All the "what if Apple turns evil one day" applies equally well to iOS without this feature.
I believe a lot of the outrage brewing now against Apple’s CSAM scanning is misdirected, and might actually be hurting the larger cause.
Most ordinary people, especially those who have kids, won’t have a problem with a well-implemented, E2E encryption compatible scheme that is legally limited to only apply to this type of material. If explained the hash collision issue, they’d reasonably point out that Apple does manual review before notifying law enforcement, so this rare eventuality is something they can live with. Meanwhile, in the other camp, many of the vocally outraged fail to understand that no E2E encryption breakage has to be taking place for this feature to work.
What’s actually a problem is that earlier, back in 2019, Apple changed their ToS to allow pre-screening of generally any “potentially illegal” content[0]. This should trigger much wider audience, and for legitimate reasons (the phrasing is clearly unnecessarily broad, and opposing this does not undermine kids’ safety in any way), yet no one is talking about it to my knowledge.
Did you learn the same thing—that E2E encryption doesn’t need to be broken for this to work?
The only event in which Apple can gain access to your content is if you happen to have multiple CSAM matches; then they can access only the matching content, and only then if it’s manually confirmed by a human to be CSAM an action is taken.
The issue is if this type of matching is done for other purposes than CSAM; and unfortunately they gave themselves legal permission to do it back in 2019. That’s what we should object to, not CSAM reporting.
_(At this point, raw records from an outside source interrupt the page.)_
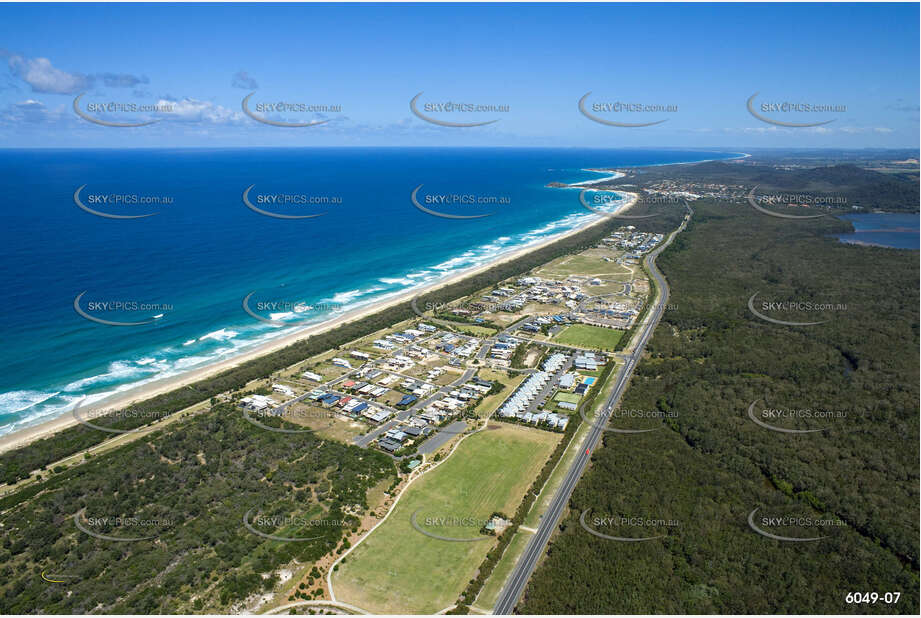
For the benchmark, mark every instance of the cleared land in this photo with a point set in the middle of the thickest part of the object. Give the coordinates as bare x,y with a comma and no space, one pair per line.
399,570
586,336
587,264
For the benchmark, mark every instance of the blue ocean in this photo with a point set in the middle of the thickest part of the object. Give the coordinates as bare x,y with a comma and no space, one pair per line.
181,275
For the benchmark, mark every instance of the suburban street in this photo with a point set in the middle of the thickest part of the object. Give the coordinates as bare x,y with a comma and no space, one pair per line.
515,585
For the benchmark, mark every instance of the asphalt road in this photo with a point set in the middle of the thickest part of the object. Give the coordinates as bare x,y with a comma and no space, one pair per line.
514,587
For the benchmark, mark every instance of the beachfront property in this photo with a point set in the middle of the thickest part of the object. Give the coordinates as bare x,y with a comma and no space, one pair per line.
258,403
283,390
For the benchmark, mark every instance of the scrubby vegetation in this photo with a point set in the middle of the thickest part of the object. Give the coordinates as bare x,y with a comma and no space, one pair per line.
710,466
189,488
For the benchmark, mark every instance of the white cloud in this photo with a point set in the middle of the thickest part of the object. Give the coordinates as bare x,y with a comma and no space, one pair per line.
193,110
43,77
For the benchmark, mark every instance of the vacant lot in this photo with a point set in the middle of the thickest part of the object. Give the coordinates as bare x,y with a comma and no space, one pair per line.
567,397
399,570
586,336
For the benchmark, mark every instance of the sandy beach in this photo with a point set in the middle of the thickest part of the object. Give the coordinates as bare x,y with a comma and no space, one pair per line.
146,391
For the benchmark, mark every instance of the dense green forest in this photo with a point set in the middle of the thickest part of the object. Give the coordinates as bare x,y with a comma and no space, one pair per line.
188,487
710,465
862,188
19,463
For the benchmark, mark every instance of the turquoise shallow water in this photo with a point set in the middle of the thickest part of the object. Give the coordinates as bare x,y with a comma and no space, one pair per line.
204,252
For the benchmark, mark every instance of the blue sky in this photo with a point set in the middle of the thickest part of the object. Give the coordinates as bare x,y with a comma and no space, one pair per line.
700,61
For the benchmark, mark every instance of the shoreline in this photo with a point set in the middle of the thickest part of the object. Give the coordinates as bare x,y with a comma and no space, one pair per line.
128,397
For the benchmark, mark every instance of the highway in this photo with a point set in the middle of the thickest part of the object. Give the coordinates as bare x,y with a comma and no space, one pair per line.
516,582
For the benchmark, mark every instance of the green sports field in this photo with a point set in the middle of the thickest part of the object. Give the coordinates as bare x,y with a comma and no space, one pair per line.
398,570
586,336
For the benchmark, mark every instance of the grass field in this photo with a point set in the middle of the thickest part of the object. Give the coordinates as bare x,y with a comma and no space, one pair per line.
399,570
567,397
586,336
490,403
589,263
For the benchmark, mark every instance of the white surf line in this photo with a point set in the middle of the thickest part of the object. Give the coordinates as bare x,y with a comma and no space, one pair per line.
352,608
412,479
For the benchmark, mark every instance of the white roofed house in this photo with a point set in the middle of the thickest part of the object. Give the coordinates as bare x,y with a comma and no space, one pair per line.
284,390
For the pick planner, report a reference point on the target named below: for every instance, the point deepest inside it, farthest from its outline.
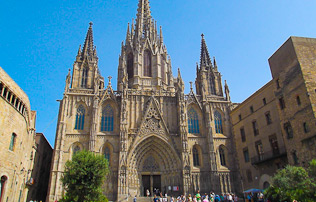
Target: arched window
(80, 118)
(218, 122)
(107, 154)
(107, 118)
(222, 156)
(147, 63)
(84, 77)
(130, 64)
(193, 121)
(75, 150)
(163, 73)
(12, 142)
(2, 188)
(196, 161)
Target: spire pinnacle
(205, 56)
(88, 47)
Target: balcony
(269, 155)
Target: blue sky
(39, 40)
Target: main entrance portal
(152, 183)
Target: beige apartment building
(17, 130)
(258, 137)
(293, 68)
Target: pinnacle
(205, 56)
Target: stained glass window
(193, 121)
(147, 63)
(80, 118)
(218, 122)
(196, 161)
(107, 118)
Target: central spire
(143, 21)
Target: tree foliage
(84, 176)
(293, 183)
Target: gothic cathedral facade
(153, 134)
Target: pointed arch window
(76, 149)
(147, 63)
(163, 73)
(196, 160)
(130, 62)
(218, 122)
(12, 142)
(84, 78)
(80, 118)
(222, 156)
(193, 121)
(107, 118)
(107, 154)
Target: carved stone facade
(154, 135)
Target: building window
(75, 150)
(274, 145)
(255, 128)
(80, 118)
(277, 83)
(281, 102)
(306, 128)
(163, 73)
(193, 121)
(249, 175)
(2, 187)
(147, 63)
(246, 155)
(130, 64)
(196, 161)
(251, 109)
(222, 156)
(242, 134)
(218, 122)
(268, 118)
(84, 78)
(288, 129)
(107, 118)
(298, 100)
(294, 156)
(12, 142)
(107, 154)
(259, 149)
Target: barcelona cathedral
(153, 134)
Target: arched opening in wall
(130, 66)
(193, 121)
(147, 63)
(218, 122)
(266, 185)
(2, 188)
(84, 78)
(163, 73)
(107, 120)
(222, 156)
(79, 125)
(196, 156)
(107, 154)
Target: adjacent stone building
(17, 130)
(258, 137)
(41, 169)
(293, 68)
(153, 134)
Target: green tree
(291, 183)
(84, 176)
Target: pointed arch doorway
(153, 164)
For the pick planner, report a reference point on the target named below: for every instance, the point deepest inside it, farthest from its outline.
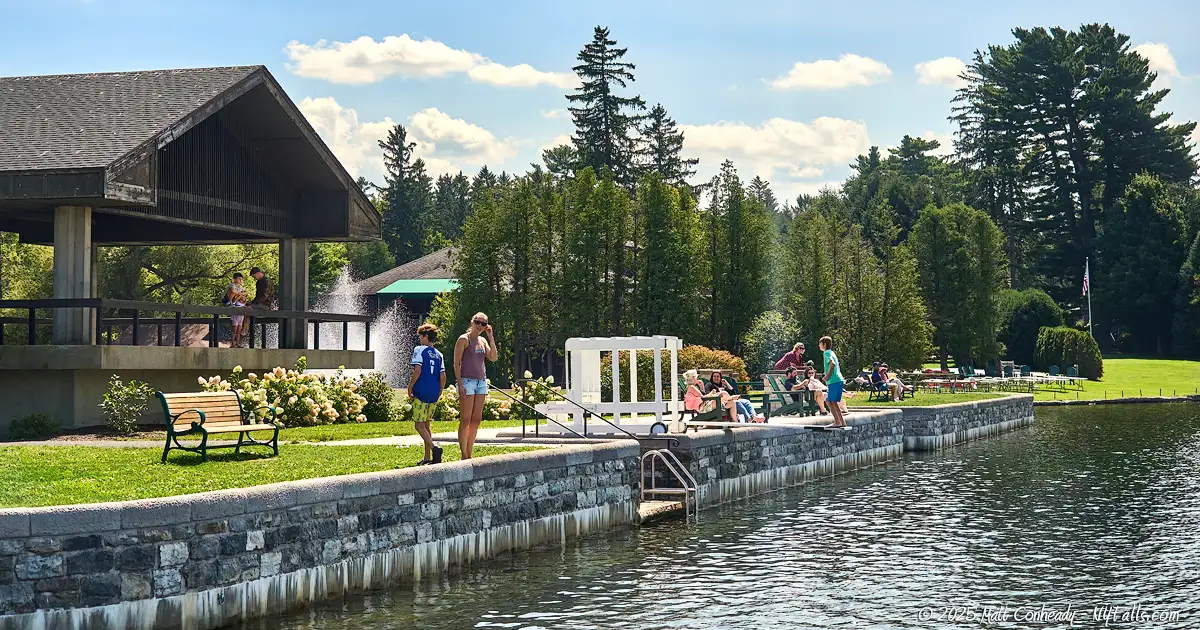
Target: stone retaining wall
(733, 465)
(211, 559)
(945, 425)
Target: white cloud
(354, 143)
(847, 71)
(366, 60)
(942, 71)
(783, 151)
(447, 144)
(521, 76)
(557, 141)
(1161, 61)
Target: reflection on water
(1091, 507)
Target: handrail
(525, 405)
(105, 303)
(587, 412)
(256, 316)
(681, 473)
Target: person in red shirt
(792, 359)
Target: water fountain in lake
(393, 329)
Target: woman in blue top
(834, 382)
(425, 388)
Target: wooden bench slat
(238, 429)
(222, 414)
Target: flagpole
(1087, 274)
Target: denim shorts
(474, 387)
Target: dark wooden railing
(130, 313)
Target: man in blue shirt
(425, 388)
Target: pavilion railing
(113, 317)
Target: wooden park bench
(211, 413)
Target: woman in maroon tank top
(469, 355)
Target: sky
(789, 90)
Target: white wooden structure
(585, 357)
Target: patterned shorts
(423, 412)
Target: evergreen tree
(1186, 329)
(562, 161)
(407, 197)
(1057, 125)
(1141, 249)
(663, 150)
(605, 121)
(670, 279)
(959, 252)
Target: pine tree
(1141, 249)
(605, 121)
(669, 275)
(407, 197)
(663, 151)
(1186, 330)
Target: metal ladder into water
(678, 471)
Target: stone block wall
(732, 465)
(205, 561)
(945, 425)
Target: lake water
(1092, 507)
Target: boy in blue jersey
(833, 381)
(425, 388)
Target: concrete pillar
(293, 288)
(73, 276)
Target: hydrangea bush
(300, 399)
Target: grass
(1129, 378)
(376, 430)
(60, 475)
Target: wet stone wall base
(211, 559)
(945, 425)
(735, 465)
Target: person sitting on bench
(693, 396)
(739, 408)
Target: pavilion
(198, 156)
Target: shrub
(124, 405)
(381, 397)
(1024, 313)
(1065, 346)
(299, 399)
(34, 426)
(768, 337)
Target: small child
(425, 388)
(237, 297)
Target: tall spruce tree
(605, 123)
(1140, 250)
(1059, 124)
(407, 197)
(663, 150)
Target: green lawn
(376, 430)
(59, 475)
(1125, 378)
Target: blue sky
(787, 90)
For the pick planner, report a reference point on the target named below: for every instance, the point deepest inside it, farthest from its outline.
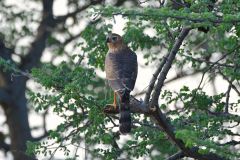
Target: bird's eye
(114, 38)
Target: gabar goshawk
(121, 72)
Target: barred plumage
(121, 72)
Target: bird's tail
(125, 114)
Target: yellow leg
(115, 101)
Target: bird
(121, 69)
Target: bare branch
(168, 64)
(227, 97)
(73, 14)
(4, 97)
(153, 80)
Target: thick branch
(168, 64)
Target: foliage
(76, 93)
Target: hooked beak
(107, 40)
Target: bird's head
(115, 42)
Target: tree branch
(168, 65)
(176, 156)
(43, 32)
(73, 14)
(153, 80)
(4, 97)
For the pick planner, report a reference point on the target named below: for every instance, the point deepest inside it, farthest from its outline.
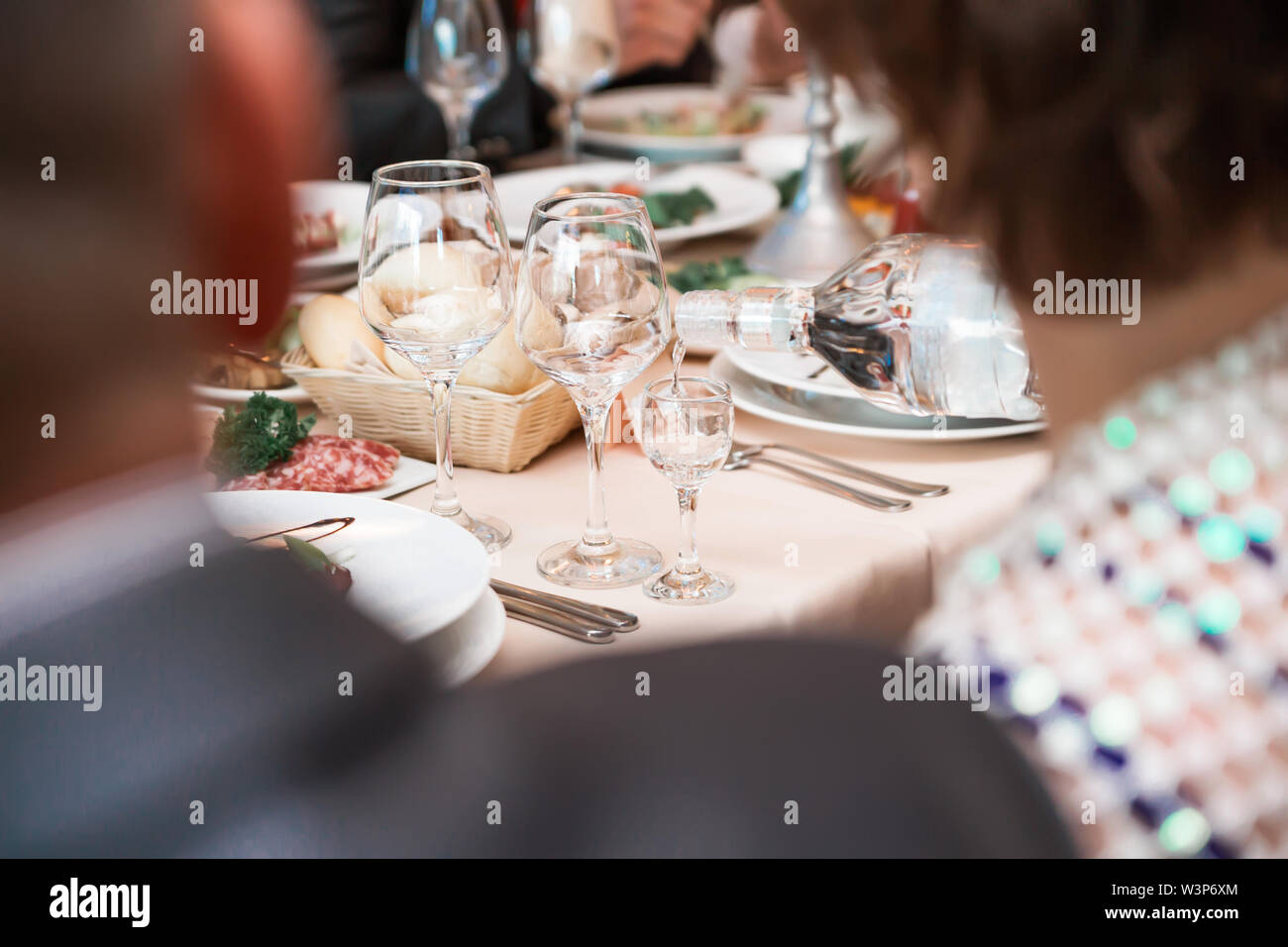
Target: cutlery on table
(613, 617)
(557, 621)
(580, 620)
(870, 500)
(896, 483)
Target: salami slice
(329, 464)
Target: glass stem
(687, 561)
(593, 420)
(458, 119)
(446, 502)
(572, 134)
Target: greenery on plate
(259, 434)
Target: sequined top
(1134, 616)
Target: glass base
(690, 589)
(493, 534)
(622, 562)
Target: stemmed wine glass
(456, 53)
(591, 313)
(687, 431)
(436, 282)
(571, 47)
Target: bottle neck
(768, 318)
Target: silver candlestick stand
(818, 232)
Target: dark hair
(1111, 162)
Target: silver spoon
(871, 500)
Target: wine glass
(456, 52)
(687, 431)
(571, 47)
(591, 313)
(436, 283)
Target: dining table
(804, 562)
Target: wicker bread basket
(489, 431)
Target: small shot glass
(687, 433)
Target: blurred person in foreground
(1134, 615)
(217, 724)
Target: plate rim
(720, 372)
(671, 144)
(666, 236)
(329, 260)
(454, 612)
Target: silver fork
(871, 500)
(859, 474)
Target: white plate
(739, 198)
(412, 571)
(240, 395)
(848, 416)
(782, 115)
(348, 198)
(465, 647)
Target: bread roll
(330, 325)
(417, 270)
(501, 367)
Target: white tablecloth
(804, 562)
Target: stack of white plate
(803, 390)
(338, 268)
(421, 578)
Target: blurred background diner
(960, 322)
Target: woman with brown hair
(1133, 617)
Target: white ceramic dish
(412, 573)
(739, 198)
(782, 115)
(804, 371)
(465, 647)
(854, 418)
(240, 395)
(348, 198)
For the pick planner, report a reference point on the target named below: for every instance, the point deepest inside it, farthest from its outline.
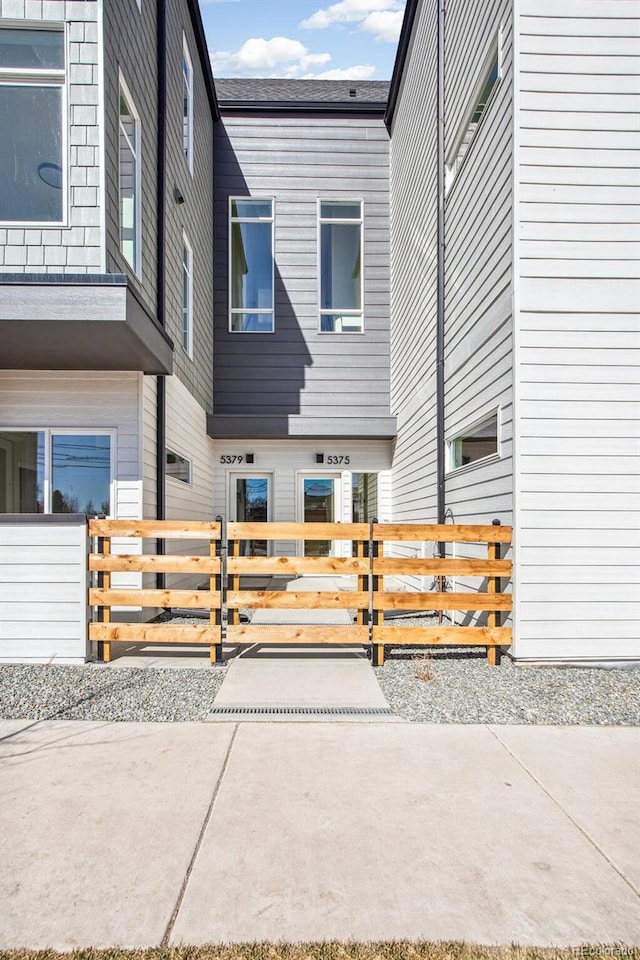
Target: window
(177, 467)
(251, 266)
(50, 471)
(480, 100)
(187, 104)
(129, 179)
(32, 111)
(340, 225)
(477, 443)
(187, 296)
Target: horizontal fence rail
(368, 567)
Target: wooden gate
(482, 603)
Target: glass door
(250, 504)
(319, 501)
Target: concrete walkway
(137, 834)
(295, 676)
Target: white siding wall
(86, 401)
(413, 273)
(478, 237)
(43, 592)
(576, 357)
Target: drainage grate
(307, 711)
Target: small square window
(477, 443)
(177, 467)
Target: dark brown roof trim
(401, 56)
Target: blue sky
(343, 40)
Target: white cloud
(360, 71)
(384, 25)
(382, 18)
(277, 57)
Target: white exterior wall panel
(577, 341)
(43, 591)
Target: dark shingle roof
(272, 90)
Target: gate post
(376, 617)
(219, 617)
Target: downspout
(440, 331)
(161, 43)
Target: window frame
(183, 483)
(237, 310)
(46, 77)
(347, 220)
(187, 148)
(187, 272)
(478, 422)
(49, 433)
(454, 163)
(123, 90)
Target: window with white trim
(55, 471)
(482, 96)
(129, 178)
(479, 442)
(187, 104)
(340, 245)
(177, 467)
(251, 279)
(33, 124)
(187, 296)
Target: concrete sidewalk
(136, 834)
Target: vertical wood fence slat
(362, 582)
(234, 615)
(492, 615)
(106, 615)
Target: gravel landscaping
(438, 686)
(98, 692)
(456, 686)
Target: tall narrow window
(129, 180)
(340, 224)
(187, 104)
(187, 296)
(32, 143)
(251, 266)
(479, 103)
(51, 471)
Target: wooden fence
(369, 565)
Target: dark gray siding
(130, 46)
(296, 370)
(194, 216)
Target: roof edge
(406, 32)
(203, 55)
(377, 108)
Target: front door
(319, 503)
(250, 504)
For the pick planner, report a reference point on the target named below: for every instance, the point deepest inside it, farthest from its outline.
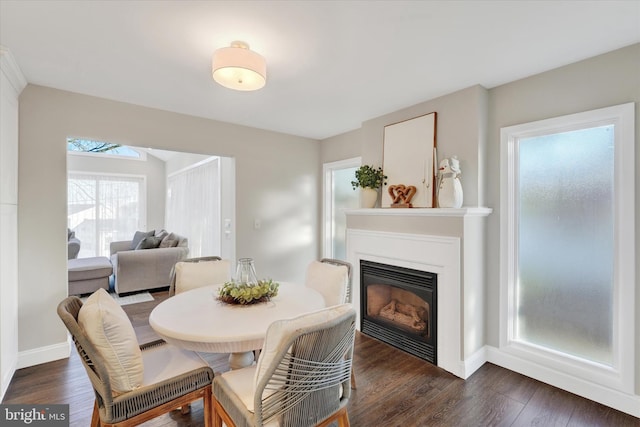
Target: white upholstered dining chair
(193, 273)
(301, 378)
(132, 383)
(332, 278)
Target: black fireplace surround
(398, 306)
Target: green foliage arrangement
(245, 294)
(368, 176)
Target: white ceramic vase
(368, 197)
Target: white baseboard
(7, 375)
(474, 362)
(41, 355)
(615, 399)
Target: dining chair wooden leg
(208, 407)
(220, 415)
(95, 417)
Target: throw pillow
(139, 236)
(162, 234)
(330, 280)
(149, 242)
(109, 329)
(191, 275)
(170, 241)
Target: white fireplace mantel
(427, 212)
(448, 242)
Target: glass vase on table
(246, 272)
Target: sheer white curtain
(193, 206)
(104, 208)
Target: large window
(104, 208)
(568, 250)
(193, 206)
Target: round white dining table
(196, 320)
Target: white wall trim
(50, 353)
(473, 362)
(7, 375)
(621, 401)
(10, 69)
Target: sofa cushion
(162, 234)
(191, 275)
(170, 241)
(139, 236)
(88, 268)
(149, 242)
(109, 329)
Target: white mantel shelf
(447, 212)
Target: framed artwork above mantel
(409, 159)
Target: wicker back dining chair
(338, 263)
(187, 379)
(333, 284)
(172, 282)
(301, 378)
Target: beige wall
(276, 181)
(469, 123)
(602, 81)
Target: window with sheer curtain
(193, 206)
(104, 208)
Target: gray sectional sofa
(139, 264)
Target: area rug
(129, 299)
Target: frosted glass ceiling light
(237, 67)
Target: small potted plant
(370, 179)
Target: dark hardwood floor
(393, 389)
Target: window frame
(620, 375)
(140, 179)
(327, 205)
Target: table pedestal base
(241, 360)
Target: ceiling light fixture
(237, 67)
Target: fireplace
(398, 306)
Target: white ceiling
(331, 64)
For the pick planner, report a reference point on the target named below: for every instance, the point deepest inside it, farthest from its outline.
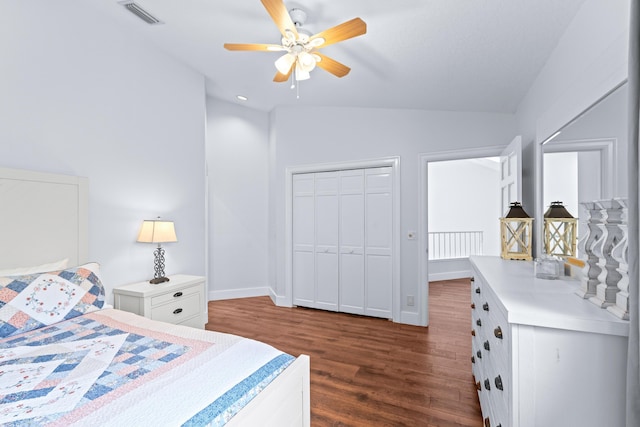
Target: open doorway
(463, 208)
(509, 185)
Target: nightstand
(182, 300)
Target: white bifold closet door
(342, 241)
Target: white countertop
(546, 303)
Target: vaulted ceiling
(456, 55)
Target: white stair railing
(454, 244)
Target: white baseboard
(278, 300)
(239, 293)
(410, 318)
(450, 275)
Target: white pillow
(51, 266)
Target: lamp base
(158, 280)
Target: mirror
(587, 159)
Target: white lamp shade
(156, 231)
(284, 63)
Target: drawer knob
(498, 382)
(498, 332)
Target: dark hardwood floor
(372, 372)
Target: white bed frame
(45, 218)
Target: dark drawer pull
(498, 382)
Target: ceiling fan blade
(280, 16)
(331, 65)
(254, 46)
(353, 28)
(281, 78)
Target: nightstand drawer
(175, 295)
(181, 300)
(179, 310)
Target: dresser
(181, 300)
(541, 355)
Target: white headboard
(43, 218)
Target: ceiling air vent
(137, 10)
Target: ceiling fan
(301, 56)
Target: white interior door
(511, 174)
(303, 235)
(379, 242)
(326, 242)
(352, 241)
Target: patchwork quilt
(114, 368)
(32, 301)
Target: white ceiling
(457, 55)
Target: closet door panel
(379, 291)
(379, 241)
(303, 274)
(327, 217)
(352, 241)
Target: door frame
(423, 212)
(394, 163)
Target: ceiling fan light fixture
(285, 62)
(317, 42)
(307, 61)
(301, 73)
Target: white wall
(82, 96)
(305, 136)
(238, 162)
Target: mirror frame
(544, 137)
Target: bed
(68, 359)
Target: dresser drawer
(175, 295)
(179, 310)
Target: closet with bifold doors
(343, 240)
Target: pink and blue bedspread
(114, 368)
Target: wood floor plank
(372, 372)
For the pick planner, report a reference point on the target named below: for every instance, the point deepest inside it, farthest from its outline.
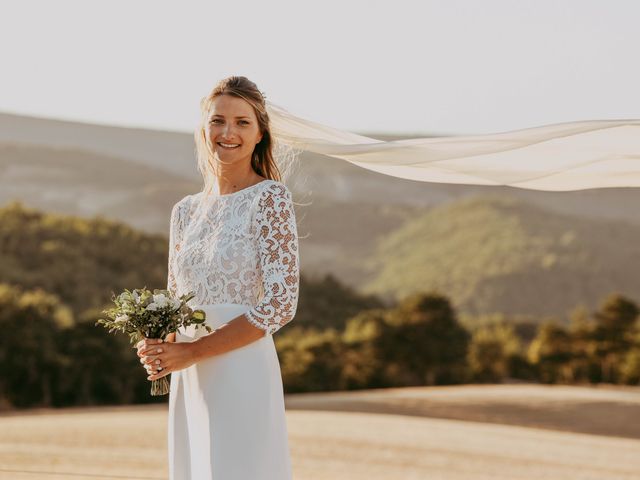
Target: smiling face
(232, 129)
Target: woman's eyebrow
(218, 115)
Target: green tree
(551, 352)
(30, 321)
(493, 352)
(426, 344)
(616, 323)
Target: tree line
(57, 274)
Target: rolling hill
(501, 254)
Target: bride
(235, 245)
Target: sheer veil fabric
(559, 157)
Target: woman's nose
(227, 131)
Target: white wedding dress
(239, 254)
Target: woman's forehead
(227, 105)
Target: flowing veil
(559, 157)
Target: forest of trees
(58, 273)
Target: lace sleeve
(277, 240)
(174, 246)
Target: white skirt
(226, 413)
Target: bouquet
(141, 313)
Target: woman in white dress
(235, 245)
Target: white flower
(160, 300)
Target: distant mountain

I didn't say anything about breaking E2E encryption. Anything a human in the middle can review in any event isn't E2E encrypted. Call it something else.
The issue is the hash algorithm is secret. The decryption threshold is secret. The database of forbidden content can't be audited. People claim it includes entirely legal images. And it's a small step from scanning local only files.
> as long as it's strictly for CSAM check purposes
And that's precisely the leaky part of this setup. Nothing about this system's design prevents that from changing on a mere whim or government request.
Next year they could be adding new back-end checks against political dissident activity, Uyghur Muslims, ... and we'd be none the wiser.
All the "what if Apple turns evil one day" applies equally well to iOS without this feature.